Vice President, Landscapes and Livelihoods

Based in Washington, DC, Hayward leads a global landscapes and livelihoods team responsible for design of Rainforest Alliance’s worldwide field strategies for agriculture, forestry, climate change, education, finance, tourism, and other key practices.

As global lead on climate at Rainforest Alliance, he oversees work that advances climate change mitigation and adaptation in the land sector by promoting best practice for climate smart agriculture, reducing emissions from deforestation and degradation (REDD+), and facilitating innovative landscape approaches that foster low carbon development. He has 25 years’ experience working to advance sustainability in natural resource management, particularly through policy mechanisms that responsibly harness markets.
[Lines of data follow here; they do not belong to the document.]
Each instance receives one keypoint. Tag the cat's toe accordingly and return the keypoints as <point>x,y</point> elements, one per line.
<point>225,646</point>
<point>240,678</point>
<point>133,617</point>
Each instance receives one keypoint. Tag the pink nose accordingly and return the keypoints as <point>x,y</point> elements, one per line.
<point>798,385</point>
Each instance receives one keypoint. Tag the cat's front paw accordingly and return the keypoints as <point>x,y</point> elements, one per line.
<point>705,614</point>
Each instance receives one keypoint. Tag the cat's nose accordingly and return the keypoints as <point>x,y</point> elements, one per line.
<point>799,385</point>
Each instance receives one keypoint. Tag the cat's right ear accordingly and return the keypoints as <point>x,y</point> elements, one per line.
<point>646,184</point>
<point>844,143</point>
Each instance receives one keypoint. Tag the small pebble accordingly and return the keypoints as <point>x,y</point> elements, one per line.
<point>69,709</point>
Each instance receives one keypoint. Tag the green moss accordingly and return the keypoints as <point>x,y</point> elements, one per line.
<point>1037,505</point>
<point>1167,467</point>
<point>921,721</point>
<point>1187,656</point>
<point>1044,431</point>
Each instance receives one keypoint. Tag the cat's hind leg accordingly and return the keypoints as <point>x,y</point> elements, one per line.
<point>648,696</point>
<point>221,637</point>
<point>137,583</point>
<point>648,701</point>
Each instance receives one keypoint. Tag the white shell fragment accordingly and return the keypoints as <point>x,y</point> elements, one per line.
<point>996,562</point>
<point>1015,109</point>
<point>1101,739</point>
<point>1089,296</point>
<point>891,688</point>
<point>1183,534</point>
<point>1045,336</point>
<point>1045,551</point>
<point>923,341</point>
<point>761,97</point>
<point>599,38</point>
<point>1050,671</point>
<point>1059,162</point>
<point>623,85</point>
Hayward is a member of several agriculture, forests and climate working groups, task forces, and committees, addressing both technical and policy concerns on climate change mitigation, adaptation and rights-based issues. He provides technical advice to carbon standards such as VCS, Climate, Community & Biodiversity (CCB) Standards, and the Gold Standard Foundation. He actively supports the REDD+ Social and Environmental Standards Initiative, which aims to provide safeguards for indigenous peoples, communities and biodiversity within national or sub-national REDD+ programs. He led the Rainforest Alliance’s delegation at the annual Conference of the Parties to the United Nations Framework Convention on Climate Change from 2007 to 2015. For six years, he managed the Rainforest Alliance’s forest certification programs in the Asia-Pacific region from Jakarta, Indonesia. In forest certification and carbon verification, he has conducted more than 100 assessments or audits.

Hayward has been lead trainer for introductory and advanced forest carbon auditing courses and is a registered Agriculture, Forestry and Other Land Use (AFOLU) expert with the Verified Carbon Standard. Jeff earned an Msci in forestry from the University of British Columbia, and a Bachelor’s degree in Latin American development with a specialization on forestry from the University of Washington.